Cho grew up among C-41 chemicals and film canisters in his parents’ North Hollywood photo lab. An abstract tapestry of Los Angeles, woven of Asians, gangs, Guitar Center, Japanese cars, TV/Nintendo, metal-punk-hardcore, rap, obscure films, undergirds the pathos of his work. As a youth bored at his parents’ Korean community church, he naïvely transformed the worship team into a Screamo band. Cho played with a variety of bands over the years, mostly punk related, touring many a party, the occasional tattoo parlor parking lot, and the typical LA rock clubs for local acts—Whisky, Cobalt Cafe, the original Mr. T’s. (He was once called the Asian Jimi Hendrix after a show at the Garage.)
Korean Boyfriend (aka KBF, KBEEF, K🐝F, K🥩) began as a wannabe K-Pop band but very quickly realized some flaws. Undeterred, Cho looked away from the mirror and looked around his new home of New York City to find stuff to write and make work about. Cho is as interested in the generic as the extraordinary—as in out-of-the-ordinary—transcending its normalcy through a variety of techniques. Although Korean Boyfriend stems from one, the thinking is toward the many “look-alikes,” a seemingly calm but internally restless band of Asian outsiders.
While each track on YELLOW can exist as its own discrete entity, there are themes throughout which confront the failure of the art/culture industry, the economic/cultural privilege for a few in society, and express fear for the future when the latter is only reified by the former. “The album title YELLOW evokes a few meanings,” explains Cho. “Yellow as a primary color, signifying optimism and caution at once. Yellow like ‘Hello!’ as an introduction to Korean Boyfriend. Yellow like ‘you’re yella’ or afraid. Yellow, a slur used to describe Asians.”
The multiplicity of sounds and instrumentation found on YELLOW reflect both nostalgia for lost time and desire for something else. A temporary recording studio was built in a basement in Harlem, to track twelve songs using a mixture of analogue and digital tools. All instrumentation, production, recording, and mixing was done by Cho.
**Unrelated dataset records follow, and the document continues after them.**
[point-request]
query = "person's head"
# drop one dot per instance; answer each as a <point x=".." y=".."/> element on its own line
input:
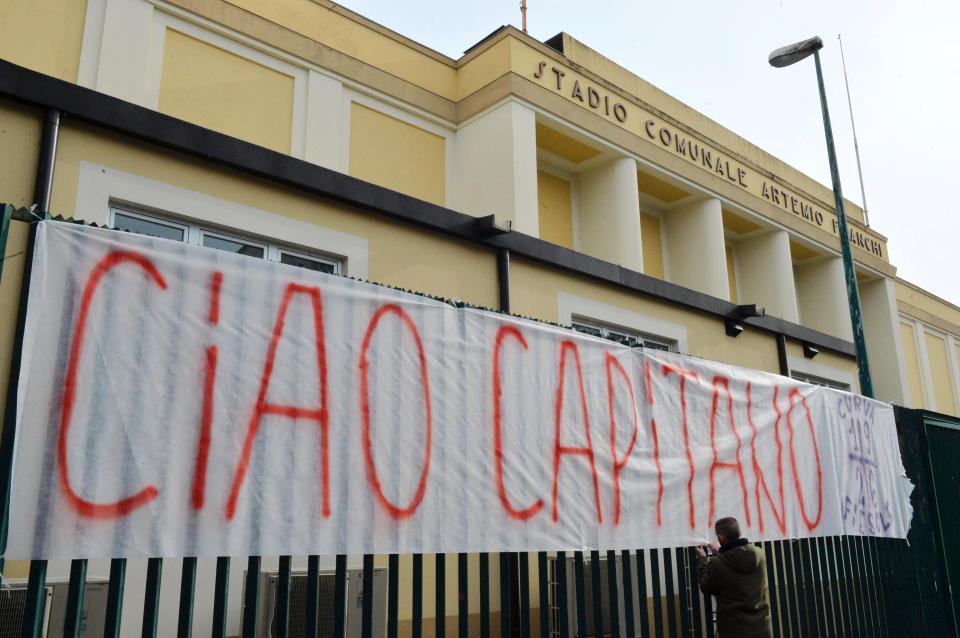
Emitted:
<point x="727" y="529"/>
While he may have not set out to make a record that denies genre as a construct, the process of solitude and struggle afforded a freedom of musical and lyrical expression. Cho has crafted a complete work where variation is perceived through repetition, and elements shift in and out, framing melodies that seem like they’ve always existed. It’s pop music in structure, rock music in feel. Electro sounds, but with human touch, are ready to be discovered on the “super-interesting” and “genre-bending” album—YELLOW.